Tampa Bay is one of 16 communities nationwide that is piloting a grassroots program aimed at improving the lives of vulnerable children. Called Generation to Generation, the program mobilizes older adults, who share their talents and experience.
“The goal of the national campaign is to mobilize over 1 million adults in the next five years to serve in any kind of role helping kids,” says Bevan Rogel, Executive Director of Encore Tampa Bay, a nonprofit initiative working under the umbrella of Community Foundation of Tampa Bay.
The adults may read to children, or be a mentor or friend. “We think it’s a match made in heaven,” she says. “We think it’s going to be a good thing for the community.”

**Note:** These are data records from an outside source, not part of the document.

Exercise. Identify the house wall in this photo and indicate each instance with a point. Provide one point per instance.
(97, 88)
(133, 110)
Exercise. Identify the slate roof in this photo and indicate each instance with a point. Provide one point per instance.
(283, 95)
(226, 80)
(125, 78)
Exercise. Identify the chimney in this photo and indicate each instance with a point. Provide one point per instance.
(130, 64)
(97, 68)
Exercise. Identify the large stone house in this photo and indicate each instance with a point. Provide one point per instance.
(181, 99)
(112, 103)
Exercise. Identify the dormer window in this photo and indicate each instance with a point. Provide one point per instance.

Encore Tampa Bay is part of a larger movement of Baby Boomers, who are realizing in their 50s and 60s or beyond that they want to do something more with their life: they want an encore. They want to use their skills and talents. That may mean starting a new business, volunteering, using a skill in new ways, or starting another career.
“Older people realize they can live the life that they’ve always wanted to live, instead of doing what was expected of them,” she says.

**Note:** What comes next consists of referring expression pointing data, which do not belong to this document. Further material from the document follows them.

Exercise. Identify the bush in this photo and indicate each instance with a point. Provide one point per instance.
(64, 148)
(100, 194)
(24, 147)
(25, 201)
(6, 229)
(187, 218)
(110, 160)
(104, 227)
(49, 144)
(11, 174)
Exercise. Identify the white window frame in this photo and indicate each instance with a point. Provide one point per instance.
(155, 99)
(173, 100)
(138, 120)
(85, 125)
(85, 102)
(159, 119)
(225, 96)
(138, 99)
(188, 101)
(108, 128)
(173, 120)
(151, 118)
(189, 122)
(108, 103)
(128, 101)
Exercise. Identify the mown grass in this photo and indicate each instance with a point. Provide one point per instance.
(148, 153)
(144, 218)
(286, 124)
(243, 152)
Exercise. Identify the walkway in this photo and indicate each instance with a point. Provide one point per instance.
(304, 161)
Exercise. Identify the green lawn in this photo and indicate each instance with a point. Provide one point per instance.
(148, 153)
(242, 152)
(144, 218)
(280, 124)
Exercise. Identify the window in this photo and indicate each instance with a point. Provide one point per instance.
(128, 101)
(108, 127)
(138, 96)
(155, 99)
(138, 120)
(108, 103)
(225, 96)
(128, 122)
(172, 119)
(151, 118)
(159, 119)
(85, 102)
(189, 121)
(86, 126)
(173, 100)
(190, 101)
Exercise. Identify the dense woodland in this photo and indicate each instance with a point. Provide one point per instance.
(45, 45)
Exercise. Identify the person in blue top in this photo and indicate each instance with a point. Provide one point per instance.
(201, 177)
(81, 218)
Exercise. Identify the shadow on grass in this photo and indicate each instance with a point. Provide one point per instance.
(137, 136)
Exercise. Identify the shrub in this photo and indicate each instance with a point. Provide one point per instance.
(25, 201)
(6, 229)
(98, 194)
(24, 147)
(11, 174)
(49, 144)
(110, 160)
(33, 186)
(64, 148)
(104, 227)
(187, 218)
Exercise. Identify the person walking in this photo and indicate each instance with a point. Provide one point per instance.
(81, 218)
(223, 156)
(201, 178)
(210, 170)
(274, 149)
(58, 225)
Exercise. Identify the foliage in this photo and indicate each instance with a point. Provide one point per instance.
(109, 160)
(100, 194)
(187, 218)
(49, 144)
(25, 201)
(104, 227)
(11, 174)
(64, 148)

When they retire or become empty nesters, seniors aren’t always sure what they want to do. “Older adults say they want to do something to help kids, but they don’t always know where to go,” she says.
Generation to Generation, an Encore initiative, gives adults a chance to discover what they’d like to do, while sharing the depths of their experiences with young people. “It’s a learning lab. We’re trying different things,” she says. “It’s not just a call for social action. It’s really looking at going deep within different communities.”
Generation to Generation will be working with community centers, neighborhood associations, libraries, retired teachers, alumni, corporate groups and clubs to identify ways to help children through partnerships.
Encore Tampa Bay is recruiting both partners who work with older adults -- and older adults to work with children starting in January. It is partnering with Big Brothers Big Sisters, Boys and Girls Clubs of Tampa Bay, Metropolitan Ministries, R’Club Child Care, Inc., and United Way Suncoast in the two-year program.
“We can’t do this alone. We need organizations,” she says. “People who are in front of older adults all the time.”
Initially the program is targeting three areas: Wimauma, Tampa Heights and South St. Petersburg.
Volunteer leadership roles are available in multiple areas including marketing, storytelling, evaluation, community outreach and ambassadorship.
Ultimately, the goal of Generation to Generation is to expand beyond the older and younger sets. So, there won’t be any “carding” if younger adults want to lend a helping hand, Rogel says.
“Our bigger effort is to involve all generations in helping kids,” she says.